Pierre Lindenbaum said...

I don't meant that the NGS softwares should output some XML but I needed a file format where I could add some informations about the mutations. So let's say that's VCF is OK (it is compact, sortable, etc..) but I've only created a new kind of file to manage my data.

Unknown said...

thanks for this post it. I find it very educational and a good example of XML use.

Sylvain said...

Just one tiny remark:

cat file.vcf | java -jar vcf2xml.jar > vcf.xml
is considered bad Un*x style, indeed there is an unnecessary call to cat...

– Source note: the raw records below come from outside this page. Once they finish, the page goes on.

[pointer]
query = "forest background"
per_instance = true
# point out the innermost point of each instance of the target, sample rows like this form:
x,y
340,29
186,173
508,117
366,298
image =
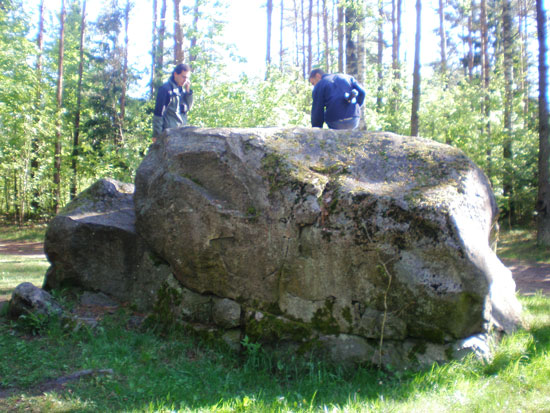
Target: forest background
x,y
75,106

The same can be done with pure shell as
java -jar vcf2xml.jar < file.vcf > vcf.xml

Sylvain

James Casbon said...

My bugbear with these formats is that the embedded structured data should be done in JSON, not some ad hoc format. In vcf, you have


GT:DP:GL:GQ 1/1:11:-28.60,-3.15,-0.15:30.00


In GFF3 you have

ID=blah;Parent=foo


If you are going to embed data in a single column, use JSON. i.e.:


{'GT': '1/0', 'DP': 11, ...}


or

{'ID': 'blah', 'Parent': 'foo'}


It would save everyone a lot of hassle.

Anonymous said...

I believe more than half of people are using command lines. JSON/XML will utterly ruin their lives. Also in the world of NGS, efficiency is often of the first priority. A few of us increasingly feel VCF is not efficient to parse. JSON/XML will only make this worse.